Novo’s Semaglutide Potentially Linked to Higher Risk of Suicidal Thoughts: Study

Facade of Novo Nordisk's office in Fremont, California

Pictured: Facade of Novo Nordisk’s office in Fremont, California

iStock, hapabapa

Patients taking Novo Nordisk’s blockbuster GLP-1 drug appear to be more likely to harbor thoughts of suicide or self-harm, especially if they are already suffering from anxiety or depressive disorders, according to a new study.

Novo Nordisk’s blockbuster GLP-1 treatment semaglutide—sold as Ozempic for type 2 diabetes and Wegovy for obesity—appears to be associated with a higher risk of suicidal ideation versus other drugs, according to a new study that drew from the World Health Organization’s safety database.

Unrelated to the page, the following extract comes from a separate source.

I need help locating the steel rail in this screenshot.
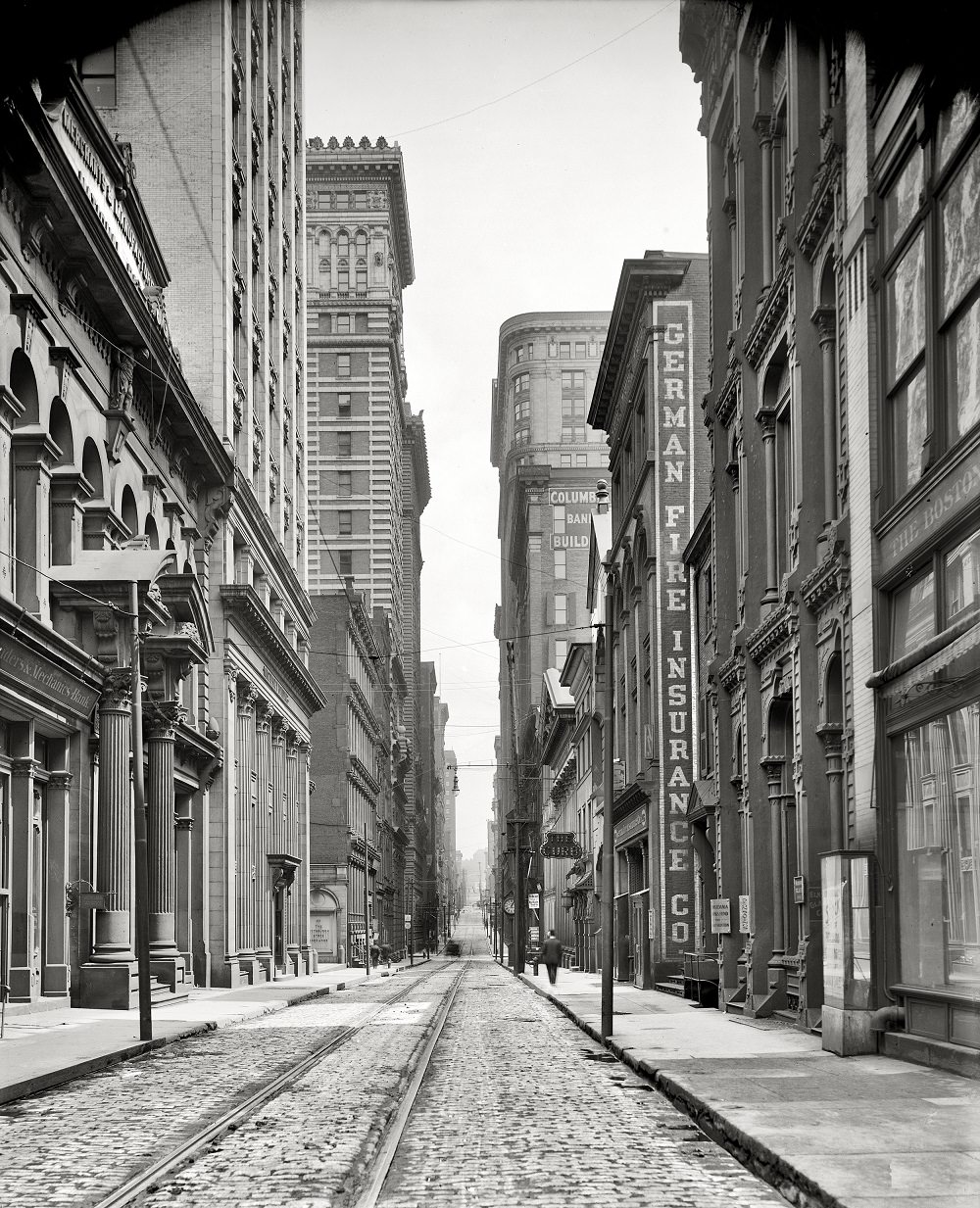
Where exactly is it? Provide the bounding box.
[94,964,446,1208]
[354,940,472,1208]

The results, published Tuesday in JAMA Network Open, are based on the WHO’s repository which included 107 cases of suicidal and/or self-injurious drug reactions associated with semaglutide between November 2000 and August 2023. Novo’s other GLP-1 analog liragulitde—marketed as either Victoza or Saxenda—was also linked with 162 such adverse reactions during the same time frame.

However, the study found “significant disproportionality” of suicide or self-harm thoughts was observed only with semaglutide. This effect was much stronger in patients who were also taking antidepressants, in whom the risk of suicidal ideation was higher by nearly 4.5 times. People on benzodiazepine therapy were also four times more likely to harbor thoughts of suicide or self-harm.

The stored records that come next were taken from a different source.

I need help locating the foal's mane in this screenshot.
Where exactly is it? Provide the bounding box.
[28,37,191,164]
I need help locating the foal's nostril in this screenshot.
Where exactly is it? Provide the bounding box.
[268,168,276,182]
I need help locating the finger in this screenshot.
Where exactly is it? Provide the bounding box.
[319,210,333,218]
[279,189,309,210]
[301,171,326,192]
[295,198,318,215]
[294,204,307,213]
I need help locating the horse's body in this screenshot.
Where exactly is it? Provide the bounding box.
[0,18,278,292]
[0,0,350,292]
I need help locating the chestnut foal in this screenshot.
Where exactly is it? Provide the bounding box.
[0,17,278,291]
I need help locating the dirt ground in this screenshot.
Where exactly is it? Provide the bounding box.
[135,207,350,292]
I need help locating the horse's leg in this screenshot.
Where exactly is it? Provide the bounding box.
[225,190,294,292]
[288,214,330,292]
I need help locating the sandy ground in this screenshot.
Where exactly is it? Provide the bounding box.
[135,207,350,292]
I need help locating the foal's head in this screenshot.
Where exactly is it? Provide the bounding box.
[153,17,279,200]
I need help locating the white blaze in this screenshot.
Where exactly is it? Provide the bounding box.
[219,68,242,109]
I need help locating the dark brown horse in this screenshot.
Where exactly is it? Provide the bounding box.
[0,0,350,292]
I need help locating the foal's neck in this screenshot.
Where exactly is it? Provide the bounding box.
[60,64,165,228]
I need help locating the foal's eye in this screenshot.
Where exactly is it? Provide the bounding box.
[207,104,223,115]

“This study using the WHO database found a signal of semaglutide-associated suicidal ideation, which warrants urgent clarification,” the authors concluded.

In interpreting the findings, the study’s researchers suggested that patients who were also suffering from anxiety and depressive disorders “may be at a higher probability” of also developing suicidal or self-injurious thoughts when medicated with semaglutide.

Comparing Novo’s incretin therapy against other popular drugs, the JAMA study also found that semaglutide therapy carried a significantly higher risk of suicidal ideation than AstraZeneca’s SGLT2 inhibitor Farxiga (dapagliflozin) and metformin, a common medication used to control blood sugar levels. Semaglutide’s suicidality risk was also higher than the gastric lipase blocker orlistat.

“To our knowledge, no previous reports investigated the association between semaglutide and suicidal ideation using this database,” according to the authors. They used the WHO’s global individual case safety report database, which is the “largest pharmacovigilance archive worldwide” with more than 28 million reports of suspected adverse drug reactions from 140 countries.

At the same time, the researchers cautioned that “the results of this study should be interpreted in light of several limitations,” such as the potential for missing information and uncontrolled confounders. The authors also flagged the “inability to infer causality,” which indicates that the thoughts of suicide and self-harm cannot yet be directly attributed to semaglutide.

Tuesday’s study adds to a growing but conflicting body of evidence regarding the safety of semaglutide . In January 2024, the FDA launched a probe into semaglutide—as well as Eli Lilly’s competitor tirzepatide—for suspected risks of suicidal ideation, alopecia and aspiration. At the time, the regulator said that its Adverse Event Reporting System picked up these safety signals between July and September 2023.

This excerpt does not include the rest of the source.